Privatize the Nova Scotia Liquor Corporation—it’s a no-brainer
The Houston government made headlines recently by reducing the number of Crown corporations focused on economic development from five to two. In announcing the move, the premier pointed to an ongoing review of Crown corporations. As this process unfolds, the decision on one Crown corporation should be a no-brainer—it’s time to privatize the NSLC.
When asked about rumours that his government may privatize the NSLC earlier this year, Finance Minster Allan MacMaster downplayed the possibility but stopped short of ruling it out completely. Simply put, there are several reasons that Nova Scotians would benefit from a privatized NSLC.
Privatization, which has largely been successful elsewhere, would likely lead to more choice and convenience for consumers. Consider the experience of Alberta, which privatized the retail portion of liquor sales in the early 1990s. Research has shown that post-privatization, consumers benefited from increased competition with more stores, falling liquor prices and greater product selection. Crucially, research also finds “no evidence that the residents of Alberta have been exposed to increases in crime or liquor-related offenses as a direct result of privatization.”
As with most monopolies, the NSLC is profitable, having delivered $274.5 million in net income in its most recent fiscal year. Opponents of privatization point to this revenue. However, according to research, the Alberta government did not experience a loss of revenue from privatization and actually received more revenue through increased sales (and additional corporate income taxes from the new private-sector stores).

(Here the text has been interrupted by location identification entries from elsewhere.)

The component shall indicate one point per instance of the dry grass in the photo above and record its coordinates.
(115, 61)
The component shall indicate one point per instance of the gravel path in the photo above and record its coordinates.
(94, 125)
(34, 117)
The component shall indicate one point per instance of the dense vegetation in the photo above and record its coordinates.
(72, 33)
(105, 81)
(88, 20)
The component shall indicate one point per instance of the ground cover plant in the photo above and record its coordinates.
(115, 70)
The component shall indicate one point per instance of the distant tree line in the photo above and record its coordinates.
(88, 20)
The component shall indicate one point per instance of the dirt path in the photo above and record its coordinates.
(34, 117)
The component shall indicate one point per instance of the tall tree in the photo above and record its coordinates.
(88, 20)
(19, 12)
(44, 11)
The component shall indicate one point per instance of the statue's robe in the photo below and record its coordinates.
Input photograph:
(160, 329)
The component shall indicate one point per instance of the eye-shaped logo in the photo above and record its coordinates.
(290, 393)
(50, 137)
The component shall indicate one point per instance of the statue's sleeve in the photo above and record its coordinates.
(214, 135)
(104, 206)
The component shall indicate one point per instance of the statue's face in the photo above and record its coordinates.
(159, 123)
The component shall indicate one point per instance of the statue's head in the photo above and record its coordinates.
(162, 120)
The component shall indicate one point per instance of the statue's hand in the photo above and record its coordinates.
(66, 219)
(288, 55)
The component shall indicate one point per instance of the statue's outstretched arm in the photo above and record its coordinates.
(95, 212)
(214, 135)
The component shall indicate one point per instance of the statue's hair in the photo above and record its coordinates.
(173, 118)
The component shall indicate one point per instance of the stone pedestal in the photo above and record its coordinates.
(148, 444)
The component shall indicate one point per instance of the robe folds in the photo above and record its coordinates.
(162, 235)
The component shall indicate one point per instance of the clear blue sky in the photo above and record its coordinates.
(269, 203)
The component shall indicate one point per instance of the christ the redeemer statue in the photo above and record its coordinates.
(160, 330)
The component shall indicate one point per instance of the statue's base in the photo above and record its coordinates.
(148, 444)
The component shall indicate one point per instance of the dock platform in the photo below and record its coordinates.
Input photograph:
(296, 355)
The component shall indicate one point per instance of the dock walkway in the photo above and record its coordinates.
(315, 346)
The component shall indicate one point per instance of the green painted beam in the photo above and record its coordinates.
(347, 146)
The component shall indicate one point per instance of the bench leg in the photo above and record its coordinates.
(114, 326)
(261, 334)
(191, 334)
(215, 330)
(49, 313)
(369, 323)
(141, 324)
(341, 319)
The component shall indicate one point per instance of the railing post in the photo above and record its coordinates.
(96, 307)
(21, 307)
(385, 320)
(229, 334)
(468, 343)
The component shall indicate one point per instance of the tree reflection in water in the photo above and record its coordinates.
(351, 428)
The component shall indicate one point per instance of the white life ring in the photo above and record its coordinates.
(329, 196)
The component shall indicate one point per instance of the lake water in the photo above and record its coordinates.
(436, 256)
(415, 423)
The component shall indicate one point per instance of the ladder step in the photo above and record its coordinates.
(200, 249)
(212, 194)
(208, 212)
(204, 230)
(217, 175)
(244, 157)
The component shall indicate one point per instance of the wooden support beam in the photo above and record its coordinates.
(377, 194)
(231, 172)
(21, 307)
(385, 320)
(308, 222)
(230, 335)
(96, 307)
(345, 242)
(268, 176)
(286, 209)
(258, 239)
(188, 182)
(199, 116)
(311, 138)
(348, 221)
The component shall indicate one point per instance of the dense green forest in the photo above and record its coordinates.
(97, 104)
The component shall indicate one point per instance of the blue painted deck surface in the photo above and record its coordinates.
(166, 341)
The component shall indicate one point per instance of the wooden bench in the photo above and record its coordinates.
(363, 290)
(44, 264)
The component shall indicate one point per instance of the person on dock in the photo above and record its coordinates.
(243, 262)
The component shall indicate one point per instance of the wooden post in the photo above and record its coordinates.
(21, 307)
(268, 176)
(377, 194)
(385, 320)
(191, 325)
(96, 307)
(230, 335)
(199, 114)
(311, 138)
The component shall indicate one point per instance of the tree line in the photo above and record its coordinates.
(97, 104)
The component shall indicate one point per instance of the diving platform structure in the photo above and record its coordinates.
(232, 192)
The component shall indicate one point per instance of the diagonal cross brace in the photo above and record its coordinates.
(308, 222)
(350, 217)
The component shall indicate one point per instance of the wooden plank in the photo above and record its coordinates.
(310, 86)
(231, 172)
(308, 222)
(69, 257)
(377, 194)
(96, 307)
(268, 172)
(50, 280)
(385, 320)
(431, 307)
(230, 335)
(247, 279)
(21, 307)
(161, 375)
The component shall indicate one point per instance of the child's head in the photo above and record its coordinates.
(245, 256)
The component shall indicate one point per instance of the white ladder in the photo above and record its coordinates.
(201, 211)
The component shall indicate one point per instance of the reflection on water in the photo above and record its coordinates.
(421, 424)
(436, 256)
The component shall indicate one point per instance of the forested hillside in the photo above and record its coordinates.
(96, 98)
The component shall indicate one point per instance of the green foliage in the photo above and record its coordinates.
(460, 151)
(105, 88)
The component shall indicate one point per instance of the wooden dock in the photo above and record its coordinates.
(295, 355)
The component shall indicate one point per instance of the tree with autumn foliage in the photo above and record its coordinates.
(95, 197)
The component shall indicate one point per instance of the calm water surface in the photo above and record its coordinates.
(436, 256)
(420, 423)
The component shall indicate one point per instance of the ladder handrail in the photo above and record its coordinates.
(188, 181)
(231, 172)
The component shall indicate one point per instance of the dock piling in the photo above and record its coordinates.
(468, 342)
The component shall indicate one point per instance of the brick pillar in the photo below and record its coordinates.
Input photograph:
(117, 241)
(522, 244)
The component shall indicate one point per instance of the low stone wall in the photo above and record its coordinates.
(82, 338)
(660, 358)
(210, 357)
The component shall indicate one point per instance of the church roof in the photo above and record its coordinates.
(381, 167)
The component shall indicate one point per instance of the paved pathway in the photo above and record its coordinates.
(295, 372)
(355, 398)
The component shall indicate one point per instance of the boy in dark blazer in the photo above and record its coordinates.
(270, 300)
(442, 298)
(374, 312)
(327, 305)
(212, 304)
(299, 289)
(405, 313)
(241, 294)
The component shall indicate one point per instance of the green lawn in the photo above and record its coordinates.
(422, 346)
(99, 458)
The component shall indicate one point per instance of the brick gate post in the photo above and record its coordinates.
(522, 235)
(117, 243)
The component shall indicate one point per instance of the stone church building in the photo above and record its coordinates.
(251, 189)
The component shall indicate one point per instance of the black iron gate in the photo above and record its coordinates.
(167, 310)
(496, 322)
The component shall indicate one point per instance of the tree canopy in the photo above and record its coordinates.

Profits from the sale of the NSLC—in whatever form—could be applied to the province’s debt, which will reach $18.4 billion this year. At this level of debt, government is expected to spend $676 million on interest costs this year alone. Reducing the debt by selling the assets of the NSLC would reduce these costs, which leaves more money for things such as health care and even tax relief.
Moreover, the NSLC has several lines of business including wholesale, distribution and retail. A breakdown of stores illustrates the lack of private-sector involvement. The NSLC currently operates 108 retail stores and an additional 65 agency stores. By comparison, the NSLC allowed just four private stores to open in 2002 (all in the HRM) and has not increased the number since. The kicker? The private sector largely provides better hours, better selection and more convenience for customers.
And yet, despite these potential benefits, interest groups will continue to resist privatization. For example, the NSGEU, Nova Scotia’s largest union, has steadfastly opposed privatization of all kinds including a previous proposal to privatize the NSLC in 2013.
Privatization is currently being considered in other provinces including Newfoundland and Labrador following a recommendation from that government’s Economic Recovery Team, which said “the provincial government should sell all or a majority interest in the Newfoundland and Labrador Liquor Commission.”
A review of the Nova Scotia’s 300 Crown corporations has garnered significant attention in the early days of the Houston government. While decisions on some of those entities may prove to be difficult, privatization of the NSLC would bring more choice for consumers, reduce government debt, and allow the government to focus spending on core priorities. Simply put, it’s a no-brainer.